H Horeca (cw) cultuurhistorische waarden

(op) opslag

3.1 Bestemmingsomschrijving

De voor “Horeca” (H) aangewezen gronden zijn bestemd voor:

  • a. horeca volgens de horeca-categorieën 1, 2, 3 en 5 zoals deze zijn gedefinieerd in artikel 1, lid 1.27, van deze regels;
  • b. terrassen;
  • c. wegen en paden;
  • d. groenvoorzieningen;
  • e. (ondergrondse) waterhuishoudkundige voorzieningen, waterlopen en waterpartijen;
  • f. ter plaatse van de functieaanduiding “cultuurhistorische waarden” (cw), cultuurhistorische waarden;
  • g. ter plaatse van de functieaanduiding “opslag”, uitsluitend bergingen, kleedruimte en toiletten ten behoeve van de horeca dan wel van het buitenpodium als bedoeld in artikel 4.1 onder j..

3.2 Bouwregels
3.2.1 Gebouwen

Voor het bouwen van gebouwen gelden de volgende regels:

  • a. gebouwen mogen uitsluitend binnen een bouwvlak worden gebouwd;
  • b. het bouwvlak mag volledig worden bebouwd;
  • c. de maximale goothoogte van de gebouwen bedraagt de op de planverbeelding met de maatvoering “maximale goothoogte (m)” aangeven goothoogte;
  • d. de maximale bouwhoogte van de gebouwen bedraagt de op de planverbeelding met de maatvoering “maximale bouwhoogte (m)” aangeven bouwhoogte.

3.2.2 Overige bouwwerken

Voor het bouwen van overige bouwwerken gelden de volgende regels:

  • a. de maximale bouwhoogte van erf- en terreinafscheidingen bedraagt 2 m, met dien verstande dat de hoogte voor erf- en terreinafscheidingen vóór de naar de weg gekeerde gevel maximaal 1 m mag bedragen;
  • b. de maximale bouwhoogte van de andere overige bouwwerken bedraagt 3 m.
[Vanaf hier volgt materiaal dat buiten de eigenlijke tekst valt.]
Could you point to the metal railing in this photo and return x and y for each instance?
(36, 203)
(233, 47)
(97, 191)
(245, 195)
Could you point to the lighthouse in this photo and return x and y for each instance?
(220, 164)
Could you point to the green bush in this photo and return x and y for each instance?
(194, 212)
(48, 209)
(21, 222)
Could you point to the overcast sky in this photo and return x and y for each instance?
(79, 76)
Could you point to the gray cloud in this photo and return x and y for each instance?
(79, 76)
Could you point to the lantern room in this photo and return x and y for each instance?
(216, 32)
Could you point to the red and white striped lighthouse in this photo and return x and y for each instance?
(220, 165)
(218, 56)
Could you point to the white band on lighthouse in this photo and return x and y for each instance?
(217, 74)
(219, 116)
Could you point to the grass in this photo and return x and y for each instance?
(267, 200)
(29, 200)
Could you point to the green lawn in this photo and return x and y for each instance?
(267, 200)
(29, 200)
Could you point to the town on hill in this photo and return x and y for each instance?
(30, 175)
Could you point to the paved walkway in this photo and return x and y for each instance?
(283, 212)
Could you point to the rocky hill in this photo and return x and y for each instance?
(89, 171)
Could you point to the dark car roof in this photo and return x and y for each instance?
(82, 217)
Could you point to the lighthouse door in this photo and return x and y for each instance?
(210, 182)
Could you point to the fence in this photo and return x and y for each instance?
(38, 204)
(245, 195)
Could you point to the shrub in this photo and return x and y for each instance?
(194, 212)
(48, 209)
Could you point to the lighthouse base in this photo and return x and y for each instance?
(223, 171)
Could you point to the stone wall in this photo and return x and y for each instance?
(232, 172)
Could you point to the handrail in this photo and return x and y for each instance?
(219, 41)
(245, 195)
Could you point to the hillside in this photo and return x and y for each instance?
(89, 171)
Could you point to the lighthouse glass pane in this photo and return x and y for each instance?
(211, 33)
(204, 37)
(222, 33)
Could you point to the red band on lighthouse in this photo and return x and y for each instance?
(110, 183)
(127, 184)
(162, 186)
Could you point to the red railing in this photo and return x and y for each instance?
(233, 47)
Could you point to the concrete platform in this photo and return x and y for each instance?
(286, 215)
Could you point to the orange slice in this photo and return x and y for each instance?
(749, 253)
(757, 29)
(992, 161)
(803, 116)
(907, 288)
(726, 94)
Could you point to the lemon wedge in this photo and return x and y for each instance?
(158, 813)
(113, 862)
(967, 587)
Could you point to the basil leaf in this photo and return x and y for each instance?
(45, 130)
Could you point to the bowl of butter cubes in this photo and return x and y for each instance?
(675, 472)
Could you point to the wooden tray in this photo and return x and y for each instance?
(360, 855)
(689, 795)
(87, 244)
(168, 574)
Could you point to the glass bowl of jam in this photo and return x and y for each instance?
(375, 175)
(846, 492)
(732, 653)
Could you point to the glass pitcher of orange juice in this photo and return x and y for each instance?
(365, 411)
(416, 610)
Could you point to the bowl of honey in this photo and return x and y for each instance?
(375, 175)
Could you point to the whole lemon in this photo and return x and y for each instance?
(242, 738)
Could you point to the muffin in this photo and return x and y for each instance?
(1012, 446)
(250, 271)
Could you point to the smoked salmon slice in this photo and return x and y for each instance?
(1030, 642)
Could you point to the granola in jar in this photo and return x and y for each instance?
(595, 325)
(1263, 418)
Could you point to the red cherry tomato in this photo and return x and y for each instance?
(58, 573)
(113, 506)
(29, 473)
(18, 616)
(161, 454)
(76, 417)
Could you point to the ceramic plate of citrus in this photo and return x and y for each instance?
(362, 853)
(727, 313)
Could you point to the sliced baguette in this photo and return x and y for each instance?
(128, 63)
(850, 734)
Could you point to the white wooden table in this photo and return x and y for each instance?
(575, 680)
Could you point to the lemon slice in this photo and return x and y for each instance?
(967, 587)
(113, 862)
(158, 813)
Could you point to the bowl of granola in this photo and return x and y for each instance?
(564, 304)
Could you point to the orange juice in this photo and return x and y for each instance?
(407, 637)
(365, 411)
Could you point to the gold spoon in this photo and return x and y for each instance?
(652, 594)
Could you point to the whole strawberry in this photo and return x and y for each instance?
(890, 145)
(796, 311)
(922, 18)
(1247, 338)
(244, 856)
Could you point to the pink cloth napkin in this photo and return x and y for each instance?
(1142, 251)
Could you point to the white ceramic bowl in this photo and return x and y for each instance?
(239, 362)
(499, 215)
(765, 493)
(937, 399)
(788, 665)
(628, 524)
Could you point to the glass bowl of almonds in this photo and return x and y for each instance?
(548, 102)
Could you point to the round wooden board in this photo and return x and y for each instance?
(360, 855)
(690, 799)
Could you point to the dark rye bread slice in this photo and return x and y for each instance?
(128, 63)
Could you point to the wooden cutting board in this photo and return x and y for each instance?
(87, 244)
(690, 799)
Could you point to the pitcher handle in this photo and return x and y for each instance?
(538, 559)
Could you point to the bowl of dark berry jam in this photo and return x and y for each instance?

3.2.3 Cultuurhistorische waarden

Alvorens een omgevingsvergunning voor bouwen te verlenen voor gronden ter plaatse van de functieaanduiding “cultuurhistorische waarden” (cw) winnen burgemeesters en wethouders advies in bij de omgevingscommissie van de gemeente Maasgouw.

3.3 Nadere eisen

Burgemeester en wethouders kunnen nadere eisen stellen aan de plaats en de afmetingen van de bebouwing:

  • a. ter voorkoming van onevenredige aantasting van de gebruiksmogelijkheden en van het woon- en leefklimaat van aangrenzende gronden en bouwwerken;
  • b. ter waarborging van de stedenbouwkundige kwaliteit en beeldkwaliteit van de naaste omgeving;
  • c. ter waarborging van de verkeersveiligheid;
  • d. ter waarborging van de sociale veiligheid;
  • e. ter waarborging van de brandveiligheid en rampenbestrijding.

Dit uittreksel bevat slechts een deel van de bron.